We discuss several related proposals and introduce our recent work that builds a connection between the model generalization and the Hessian of the loss function.

Hochreiter
and Schmidhuber, and more recently, Chaudhari et. al. and Keskar et al. argue that the
local curvature, or "sharpness", of the converged solutions for deep
networks is closely related to the generalization property of the
resulting classifier. The sharp minimizers, which led to lack of
generalization ability, are characterized by a significant number of large
positive eigenvalues in \(\nabla^2 \hat{L}(x)\), the loss function being
minimized.

Neyshabur et al.
point out the sharpness itself may not be enough to determine the
generalization capability. They argue that it is necessary to include
the scales of the solution with sharpness to be able to explain
generalization. To this end, they suggest an "expected sharpness" based
on the PAC-Bayes bound: $$E_{u\sim N(0,\sigma^2)^m}[\hat{L}(w+u)] -
\hat{L}(w)$$
As shown in the figure below, intuitively if the local minima is
"smooth" then perturbing the model won't cause the objective to change
much. Thus it provides a way of measuring the smoothness of the local
minima.

It is well known that adding noise
to the model during training can help improving the model generalization.
However, how to set proper noise levels remains unknown. Most
state-of-the-art methods assume same level of perturbation along all
directions, but intuition suggests that this may not be appropriate.

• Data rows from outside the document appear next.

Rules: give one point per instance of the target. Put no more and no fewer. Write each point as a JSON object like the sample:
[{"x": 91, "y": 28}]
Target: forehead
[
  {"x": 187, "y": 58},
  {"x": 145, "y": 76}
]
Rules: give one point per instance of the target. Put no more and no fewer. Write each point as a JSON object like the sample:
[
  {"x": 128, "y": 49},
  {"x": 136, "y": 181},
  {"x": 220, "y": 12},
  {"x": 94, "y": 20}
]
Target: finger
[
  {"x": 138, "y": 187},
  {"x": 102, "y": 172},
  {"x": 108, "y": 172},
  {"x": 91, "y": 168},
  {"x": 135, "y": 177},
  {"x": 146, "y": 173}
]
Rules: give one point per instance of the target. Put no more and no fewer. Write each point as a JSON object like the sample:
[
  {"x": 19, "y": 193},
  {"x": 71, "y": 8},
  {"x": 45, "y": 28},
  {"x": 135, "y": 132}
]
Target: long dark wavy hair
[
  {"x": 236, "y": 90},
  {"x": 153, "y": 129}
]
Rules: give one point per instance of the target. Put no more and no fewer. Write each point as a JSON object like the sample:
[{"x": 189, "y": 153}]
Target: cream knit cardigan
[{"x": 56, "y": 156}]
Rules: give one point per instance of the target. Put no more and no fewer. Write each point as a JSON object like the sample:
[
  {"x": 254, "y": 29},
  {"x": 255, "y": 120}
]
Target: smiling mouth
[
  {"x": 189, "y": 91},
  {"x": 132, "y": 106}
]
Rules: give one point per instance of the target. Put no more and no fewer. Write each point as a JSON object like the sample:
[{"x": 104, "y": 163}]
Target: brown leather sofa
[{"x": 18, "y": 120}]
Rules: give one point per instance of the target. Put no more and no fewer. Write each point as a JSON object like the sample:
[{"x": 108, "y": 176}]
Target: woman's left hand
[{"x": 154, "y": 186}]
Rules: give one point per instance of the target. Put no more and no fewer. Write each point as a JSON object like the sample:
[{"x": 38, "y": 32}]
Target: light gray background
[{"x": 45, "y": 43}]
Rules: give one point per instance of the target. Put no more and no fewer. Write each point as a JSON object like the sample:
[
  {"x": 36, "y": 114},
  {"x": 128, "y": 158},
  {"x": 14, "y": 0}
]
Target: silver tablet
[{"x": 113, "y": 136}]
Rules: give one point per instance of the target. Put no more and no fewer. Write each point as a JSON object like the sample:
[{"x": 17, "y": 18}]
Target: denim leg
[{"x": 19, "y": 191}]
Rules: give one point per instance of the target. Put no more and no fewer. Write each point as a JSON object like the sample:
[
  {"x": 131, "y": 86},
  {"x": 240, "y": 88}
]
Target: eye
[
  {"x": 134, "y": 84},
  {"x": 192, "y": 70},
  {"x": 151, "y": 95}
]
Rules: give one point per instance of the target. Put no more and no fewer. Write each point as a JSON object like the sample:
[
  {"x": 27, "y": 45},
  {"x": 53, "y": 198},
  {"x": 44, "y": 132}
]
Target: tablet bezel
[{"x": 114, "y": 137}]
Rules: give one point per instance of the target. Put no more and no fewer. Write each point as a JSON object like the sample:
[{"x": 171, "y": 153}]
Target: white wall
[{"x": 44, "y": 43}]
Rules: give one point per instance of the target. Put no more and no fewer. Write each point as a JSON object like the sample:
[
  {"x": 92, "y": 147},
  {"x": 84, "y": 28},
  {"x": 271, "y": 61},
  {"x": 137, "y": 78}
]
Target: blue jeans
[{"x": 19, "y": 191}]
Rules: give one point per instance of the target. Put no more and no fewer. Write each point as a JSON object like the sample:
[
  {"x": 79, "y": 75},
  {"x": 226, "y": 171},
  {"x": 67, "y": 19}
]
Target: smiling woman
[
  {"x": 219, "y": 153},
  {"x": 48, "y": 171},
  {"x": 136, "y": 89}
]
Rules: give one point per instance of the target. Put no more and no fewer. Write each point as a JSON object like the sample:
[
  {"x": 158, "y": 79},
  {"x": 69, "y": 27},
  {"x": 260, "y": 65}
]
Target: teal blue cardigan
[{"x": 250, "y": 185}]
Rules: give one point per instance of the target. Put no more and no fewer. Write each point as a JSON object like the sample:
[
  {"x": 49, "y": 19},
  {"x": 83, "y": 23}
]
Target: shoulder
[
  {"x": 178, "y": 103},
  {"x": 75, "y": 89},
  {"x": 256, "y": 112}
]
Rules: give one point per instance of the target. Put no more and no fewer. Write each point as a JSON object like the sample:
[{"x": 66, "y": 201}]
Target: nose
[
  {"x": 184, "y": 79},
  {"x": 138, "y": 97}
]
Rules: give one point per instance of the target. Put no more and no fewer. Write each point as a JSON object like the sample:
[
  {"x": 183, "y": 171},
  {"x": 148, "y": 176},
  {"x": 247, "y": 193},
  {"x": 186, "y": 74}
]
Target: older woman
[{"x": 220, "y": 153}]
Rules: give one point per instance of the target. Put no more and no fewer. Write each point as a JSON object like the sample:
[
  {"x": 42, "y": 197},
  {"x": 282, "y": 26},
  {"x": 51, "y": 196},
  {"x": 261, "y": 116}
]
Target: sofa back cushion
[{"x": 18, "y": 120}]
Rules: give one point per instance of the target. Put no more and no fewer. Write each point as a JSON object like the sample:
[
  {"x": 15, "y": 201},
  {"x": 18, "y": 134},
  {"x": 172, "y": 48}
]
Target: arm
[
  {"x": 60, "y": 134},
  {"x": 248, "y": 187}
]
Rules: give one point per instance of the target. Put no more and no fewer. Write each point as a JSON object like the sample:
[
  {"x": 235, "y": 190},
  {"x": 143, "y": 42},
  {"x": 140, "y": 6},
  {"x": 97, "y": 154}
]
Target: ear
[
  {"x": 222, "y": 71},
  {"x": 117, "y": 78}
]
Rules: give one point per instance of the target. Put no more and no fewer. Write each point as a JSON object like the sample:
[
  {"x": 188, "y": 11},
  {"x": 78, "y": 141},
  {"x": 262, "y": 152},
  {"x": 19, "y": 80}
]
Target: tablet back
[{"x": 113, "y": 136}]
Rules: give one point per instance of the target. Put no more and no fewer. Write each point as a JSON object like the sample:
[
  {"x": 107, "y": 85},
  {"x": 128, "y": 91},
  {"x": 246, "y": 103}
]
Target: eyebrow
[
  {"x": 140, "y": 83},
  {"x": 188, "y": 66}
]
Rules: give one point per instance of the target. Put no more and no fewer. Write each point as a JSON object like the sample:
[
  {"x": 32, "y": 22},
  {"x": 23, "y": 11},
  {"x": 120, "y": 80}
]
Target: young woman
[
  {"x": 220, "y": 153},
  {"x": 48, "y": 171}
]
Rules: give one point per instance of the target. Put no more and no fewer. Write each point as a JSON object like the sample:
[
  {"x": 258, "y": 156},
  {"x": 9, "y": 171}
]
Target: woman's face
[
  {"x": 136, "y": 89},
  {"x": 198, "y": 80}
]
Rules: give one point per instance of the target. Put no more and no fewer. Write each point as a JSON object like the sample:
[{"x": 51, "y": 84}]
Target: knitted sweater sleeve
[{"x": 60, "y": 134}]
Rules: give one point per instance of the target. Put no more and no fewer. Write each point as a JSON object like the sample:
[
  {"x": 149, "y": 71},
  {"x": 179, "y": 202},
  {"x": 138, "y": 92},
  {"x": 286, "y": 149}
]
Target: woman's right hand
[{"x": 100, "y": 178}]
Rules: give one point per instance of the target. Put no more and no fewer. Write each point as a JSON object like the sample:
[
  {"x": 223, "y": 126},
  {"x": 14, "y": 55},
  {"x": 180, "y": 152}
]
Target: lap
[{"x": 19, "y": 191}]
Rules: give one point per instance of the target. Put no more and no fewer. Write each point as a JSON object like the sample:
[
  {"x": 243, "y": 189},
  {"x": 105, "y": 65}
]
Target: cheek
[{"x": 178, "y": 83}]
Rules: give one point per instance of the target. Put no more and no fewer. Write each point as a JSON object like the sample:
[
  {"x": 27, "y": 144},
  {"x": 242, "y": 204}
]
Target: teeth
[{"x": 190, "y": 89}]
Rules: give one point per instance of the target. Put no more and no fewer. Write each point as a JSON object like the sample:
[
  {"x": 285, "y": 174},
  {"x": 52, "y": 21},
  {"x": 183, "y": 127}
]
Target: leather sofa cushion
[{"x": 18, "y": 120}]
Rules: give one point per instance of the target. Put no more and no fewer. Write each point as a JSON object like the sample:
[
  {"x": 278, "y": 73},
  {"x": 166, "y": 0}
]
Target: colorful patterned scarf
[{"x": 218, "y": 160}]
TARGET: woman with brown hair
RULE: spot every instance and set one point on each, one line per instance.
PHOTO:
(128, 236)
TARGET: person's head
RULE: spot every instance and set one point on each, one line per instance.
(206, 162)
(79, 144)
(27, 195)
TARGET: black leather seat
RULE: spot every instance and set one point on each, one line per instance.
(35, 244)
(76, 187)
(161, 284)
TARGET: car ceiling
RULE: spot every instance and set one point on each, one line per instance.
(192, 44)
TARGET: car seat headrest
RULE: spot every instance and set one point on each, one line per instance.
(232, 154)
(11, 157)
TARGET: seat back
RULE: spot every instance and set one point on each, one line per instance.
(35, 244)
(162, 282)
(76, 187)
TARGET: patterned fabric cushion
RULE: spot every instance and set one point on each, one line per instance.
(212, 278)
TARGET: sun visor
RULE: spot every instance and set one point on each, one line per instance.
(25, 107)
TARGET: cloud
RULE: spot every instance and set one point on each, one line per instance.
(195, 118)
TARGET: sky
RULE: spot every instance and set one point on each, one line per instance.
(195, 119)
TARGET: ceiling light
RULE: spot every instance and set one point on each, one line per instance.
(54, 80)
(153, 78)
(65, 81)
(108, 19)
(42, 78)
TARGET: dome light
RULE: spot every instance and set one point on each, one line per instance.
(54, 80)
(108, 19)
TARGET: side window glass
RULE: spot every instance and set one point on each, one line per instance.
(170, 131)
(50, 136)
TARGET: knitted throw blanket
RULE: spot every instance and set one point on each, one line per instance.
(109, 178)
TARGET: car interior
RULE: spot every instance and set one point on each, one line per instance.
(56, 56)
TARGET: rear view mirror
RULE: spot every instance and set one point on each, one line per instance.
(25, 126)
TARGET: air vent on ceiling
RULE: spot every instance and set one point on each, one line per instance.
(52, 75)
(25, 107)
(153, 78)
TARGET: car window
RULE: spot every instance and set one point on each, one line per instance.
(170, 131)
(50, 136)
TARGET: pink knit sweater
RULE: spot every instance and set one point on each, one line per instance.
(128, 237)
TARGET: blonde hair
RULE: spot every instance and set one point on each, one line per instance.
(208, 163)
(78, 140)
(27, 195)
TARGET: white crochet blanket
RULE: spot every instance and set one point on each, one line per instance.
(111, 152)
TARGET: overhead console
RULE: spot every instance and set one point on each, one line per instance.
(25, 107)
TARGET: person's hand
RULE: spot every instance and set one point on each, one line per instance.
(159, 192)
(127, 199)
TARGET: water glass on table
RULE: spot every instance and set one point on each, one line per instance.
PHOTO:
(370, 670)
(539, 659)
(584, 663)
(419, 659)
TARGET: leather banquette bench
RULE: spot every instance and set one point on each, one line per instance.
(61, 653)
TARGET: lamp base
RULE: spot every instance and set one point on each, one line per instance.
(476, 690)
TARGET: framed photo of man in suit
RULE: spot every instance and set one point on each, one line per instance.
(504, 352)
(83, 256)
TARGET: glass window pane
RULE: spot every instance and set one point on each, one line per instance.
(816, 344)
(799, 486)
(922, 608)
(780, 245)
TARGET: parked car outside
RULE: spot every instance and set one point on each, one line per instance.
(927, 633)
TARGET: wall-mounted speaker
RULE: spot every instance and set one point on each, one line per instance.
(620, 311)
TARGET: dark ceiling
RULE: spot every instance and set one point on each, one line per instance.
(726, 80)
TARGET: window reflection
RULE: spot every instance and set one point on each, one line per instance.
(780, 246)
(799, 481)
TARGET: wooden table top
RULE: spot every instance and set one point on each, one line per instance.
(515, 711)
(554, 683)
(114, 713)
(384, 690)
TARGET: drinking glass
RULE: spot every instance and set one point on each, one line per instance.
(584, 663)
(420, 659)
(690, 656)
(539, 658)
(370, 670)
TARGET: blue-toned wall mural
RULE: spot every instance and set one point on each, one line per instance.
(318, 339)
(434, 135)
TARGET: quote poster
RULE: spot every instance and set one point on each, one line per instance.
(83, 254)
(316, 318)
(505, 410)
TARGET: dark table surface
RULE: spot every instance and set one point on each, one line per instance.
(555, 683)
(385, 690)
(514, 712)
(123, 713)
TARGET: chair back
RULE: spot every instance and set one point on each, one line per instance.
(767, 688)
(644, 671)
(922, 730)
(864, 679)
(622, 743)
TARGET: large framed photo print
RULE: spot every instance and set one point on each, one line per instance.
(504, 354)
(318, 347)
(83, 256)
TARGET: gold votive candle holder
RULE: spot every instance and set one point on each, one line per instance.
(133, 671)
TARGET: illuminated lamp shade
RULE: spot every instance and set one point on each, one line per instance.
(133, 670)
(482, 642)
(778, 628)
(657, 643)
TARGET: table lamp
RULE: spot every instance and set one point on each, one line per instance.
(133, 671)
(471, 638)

Let's look at a toy example. We construct a small 2-dimensional sample set
from a mixture of \(3\) Gaussians, and binarize the labels by thresholding
them from the median value. Then we use a \(5\)-layer MLP model with only
two parameters \(w_1\) and \(w_2\) for prediction, and the cross entropy
as the loss. The variables from different layers are shared. Sigmoid is
used as the activation function. The loss landscape of a model trained
using \(100\) samples is plotted below:

We argue that more noise should be put along the "flat" directions. Specifically, we suggest adding uniform or (truncated) Gaussian noise whose level, in each coordinate direction, is roughly proportional to $$\sigma_i \approx \frac{1}{\sqrt{\nabla^2_{i,i} \hat{L}+ \rho N_{\gamma, \epsilon}(w_i)} },$$ where \(\rho\) is the local Lipschitz constant of the Hessian \(\nabla^2\hat{L}\), and \(N_{\gamma, \epsilon}(w_i)=\gamma |w_i| + \epsilon\).

Employing some approximations, we propose a metric on model generalization, called PACGen, that depends on the scales of the parameters, the Hessian, and the high-order smoothness terms that are characterized by the Lipschitz contant of Hessian.

$$\Psi_{\gamma, \epsilon}(\hat{L}, w^\ast) = \sum_i \log \left((|w_i^\ast| + N_{\gamma,\epsilon}(w_i^\ast))\max\left(\sqrt{\nabla^2_i \hat{L}(w^\ast) + \rho(w^\ast)\sqrt{m}N_{\gamma,\epsilon}(w_i^\ast)}, \frac{1}{N_{\gamma,\epsilon}(w_i^\ast)}\right)\right),$$ where we assume \(\hat{L}(w)\) is locally convex around \(w^\ast\).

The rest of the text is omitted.